Graphics Card Supply to Improve in the Latter Half of 2022
It’s been over a year since the release of the newest generation, 30 series GPUs. Vendors still do not have them in stock, or they’re being relisted for egregious prices. “We feel better about our supply situation as we move into the second half of the calendar year,” says Nvidia’s CFO.
It wasn’t the first time Nvidia has claimed GPU supply returning before. Yet, they’re one of the only companies on the planet that has any grasp of the situation. So if the Nvidia CFO, Colette Kress claims that the second half of 2022 will be better for GPU supply than right now, it has some weight.
“We had seen channel levels be quite lean,” Kress says in response to a question regarding the supply for gamers. “We are working with our supply chain partners to increase the availability of supply. And we feel better about our supply situation as we move into the second half of the calendar year ‘22.”

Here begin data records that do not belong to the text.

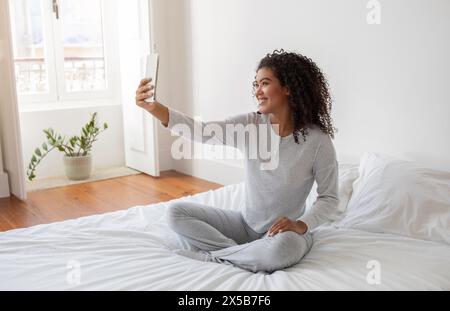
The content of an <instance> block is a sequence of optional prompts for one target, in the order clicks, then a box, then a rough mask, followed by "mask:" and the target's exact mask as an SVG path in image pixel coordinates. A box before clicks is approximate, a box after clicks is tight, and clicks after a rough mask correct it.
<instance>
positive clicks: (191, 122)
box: [136, 50, 338, 273]
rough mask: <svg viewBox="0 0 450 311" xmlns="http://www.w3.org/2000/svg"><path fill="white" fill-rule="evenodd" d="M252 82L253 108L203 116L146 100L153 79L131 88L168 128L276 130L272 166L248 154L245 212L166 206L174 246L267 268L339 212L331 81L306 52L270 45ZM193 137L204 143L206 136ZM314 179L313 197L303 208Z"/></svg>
mask: <svg viewBox="0 0 450 311" xmlns="http://www.w3.org/2000/svg"><path fill="white" fill-rule="evenodd" d="M253 88H254V90H253V91H254V96H255V97H256V98H257V100H258V102H259V104H258V111H257V112H250V113H245V114H240V115H237V116H233V117H230V118H227V119H226V120H224V121H215V122H200V121H198V120H193V119H192V118H190V117H188V116H186V115H184V114H183V113H180V112H178V111H176V110H174V109H171V108H168V107H166V106H164V105H162V104H161V103H159V102H158V101H154V102H152V103H150V104H148V103H146V102H145V101H144V100H145V99H146V98H148V97H150V96H151V95H152V90H153V86H152V85H151V84H150V81H149V80H145V79H144V80H142V81H141V83H140V85H139V88H138V90H137V91H136V104H137V105H138V106H139V107H142V108H144V109H145V110H147V111H148V112H150V113H151V114H152V115H153V116H154V117H156V118H157V119H159V120H160V121H161V123H162V125H164V126H165V127H167V128H169V129H171V130H172V129H173V128H174V126H175V125H177V124H184V125H187V126H188V127H189V129H191V130H192V131H193V128H194V125H195V126H202V127H205V126H207V125H210V124H216V125H219V126H220V127H221V128H222V129H223V130H224V131H226V130H227V128H226V125H227V124H228V125H229V124H232V125H244V126H246V125H257V126H262V125H268V126H269V128H270V131H271V132H273V133H275V137H277V138H278V144H277V145H276V147H277V150H278V153H277V156H278V158H279V160H278V162H279V163H278V165H277V166H275V167H273V168H272V169H261V161H262V160H261V159H259V158H257V159H254V158H253V159H250V158H249V157H248V154H247V155H246V158H245V170H246V177H245V189H246V191H245V208H244V209H243V211H242V212H239V211H233V210H224V209H219V208H214V207H210V206H204V205H202V204H198V203H190V202H178V203H172V204H171V205H169V207H168V210H167V221H168V225H169V226H170V227H171V228H172V230H174V231H175V232H176V233H177V234H178V235H179V237H180V238H182V239H184V240H185V241H186V242H187V243H188V245H189V246H190V249H180V250H177V251H175V252H176V253H178V254H180V255H183V256H186V257H190V258H193V259H197V260H202V261H209V262H217V263H224V264H231V265H234V266H237V267H241V268H244V269H246V270H249V271H252V272H258V271H264V272H267V273H271V272H273V271H276V270H279V269H283V268H287V267H289V266H292V265H294V264H296V263H298V262H299V261H300V260H301V259H302V258H303V256H304V255H305V254H306V253H308V251H309V250H310V248H311V246H312V236H311V231H312V230H313V229H314V228H316V227H318V226H319V225H321V224H323V223H325V222H327V221H331V220H333V219H335V217H337V216H338V210H337V206H338V163H337V160H336V154H335V149H334V146H333V143H332V141H331V138H334V127H333V125H332V119H331V117H330V110H331V98H330V94H329V91H328V83H327V81H326V79H325V77H324V76H323V74H322V72H321V71H320V69H319V68H318V67H317V65H316V64H315V63H314V62H313V61H312V60H311V59H309V58H307V57H305V56H303V55H300V54H297V53H292V52H285V51H284V50H275V51H274V52H273V53H270V54H267V55H266V56H265V57H264V58H263V59H262V60H261V61H260V62H259V65H258V67H257V70H256V76H255V81H254V82H253ZM274 127H275V128H274ZM186 136H188V138H190V139H192V137H191V136H190V135H186ZM225 136H227V135H225ZM193 139H194V140H195V141H200V142H203V143H205V142H209V141H211V140H210V139H211V136H208V135H203V134H202V135H197V136H195V135H194V137H193ZM217 140H219V143H222V144H229V143H227V142H228V140H226V139H220V138H219V139H217V138H216V142H217ZM229 145H232V146H234V147H236V148H239V149H240V150H243V151H248V150H249V148H250V147H252V146H253V144H252V142H250V141H249V140H247V139H246V140H245V142H244V143H242V144H236V143H234V142H233V143H232V144H229ZM314 180H315V181H316V182H317V185H318V188H317V189H318V198H317V200H316V202H315V203H314V205H313V207H312V208H311V209H310V210H308V211H306V212H305V201H306V198H307V196H308V194H309V192H310V190H311V188H312V185H313V183H314Z"/></svg>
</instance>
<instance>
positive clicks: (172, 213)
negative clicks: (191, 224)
mask: <svg viewBox="0 0 450 311" xmlns="http://www.w3.org/2000/svg"><path fill="white" fill-rule="evenodd" d="M184 215H185V209H184V207H183V206H182V204H180V203H179V202H170V203H169V205H168V206H167V210H166V219H167V224H168V226H169V227H170V228H172V229H173V228H176V227H177V226H178V225H179V223H180V221H181V220H182V219H183V216H184Z"/></svg>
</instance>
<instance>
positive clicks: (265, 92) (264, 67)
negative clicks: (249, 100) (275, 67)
mask: <svg viewBox="0 0 450 311" xmlns="http://www.w3.org/2000/svg"><path fill="white" fill-rule="evenodd" d="M253 91H254V94H255V97H256V99H257V100H258V108H259V109H258V110H259V112H261V113H263V114H268V113H273V112H275V111H277V110H279V108H280V107H282V106H284V105H287V104H288V96H289V92H288V89H287V88H286V87H284V86H282V85H281V84H280V81H279V80H278V79H277V77H276V76H275V74H274V72H273V71H272V69H270V68H266V67H262V68H260V69H259V70H258V72H257V73H256V76H255V81H254V82H253Z"/></svg>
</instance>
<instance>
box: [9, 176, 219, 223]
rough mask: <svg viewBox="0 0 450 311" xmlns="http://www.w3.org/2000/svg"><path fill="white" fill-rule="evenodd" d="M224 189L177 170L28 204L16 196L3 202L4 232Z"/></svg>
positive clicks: (28, 200) (47, 191)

Few major chipmaking companies believe the chip shortage will be over by late 2022, though some have said they think the situation could at least improve by that point. In a recent DigiTimes report, they expect GPU shipments to improve by 10% in 2022. While that isn’t much, it is still an improvement nonetheless.
Intel’s CEO, Pat Gelsinger, more or less expects the supply to remain tight until 2023 when itself and other similar brands can regain the manufacturing capacity online to meet the demand.
Of course, it’s also partially because chipmaking is a slow process. Fabs aren’t built in a day, and even if they were, it would cost an exuberant amount of money and add far too much risk to companies producing them. No chipmaker wishes to build capacity then find that the massive demand slips away before they can sell the surplus number of chips.
Thus, this isn’t entirely a good omen for gamers, but it is the unfortunate, sad reality of the situation that has left PC games worse for wear over the recent two years. Though there will be a point where the demand is satiated by the supply, that light at the end of the tunnel is so far out, that it’s a question of when rather than if.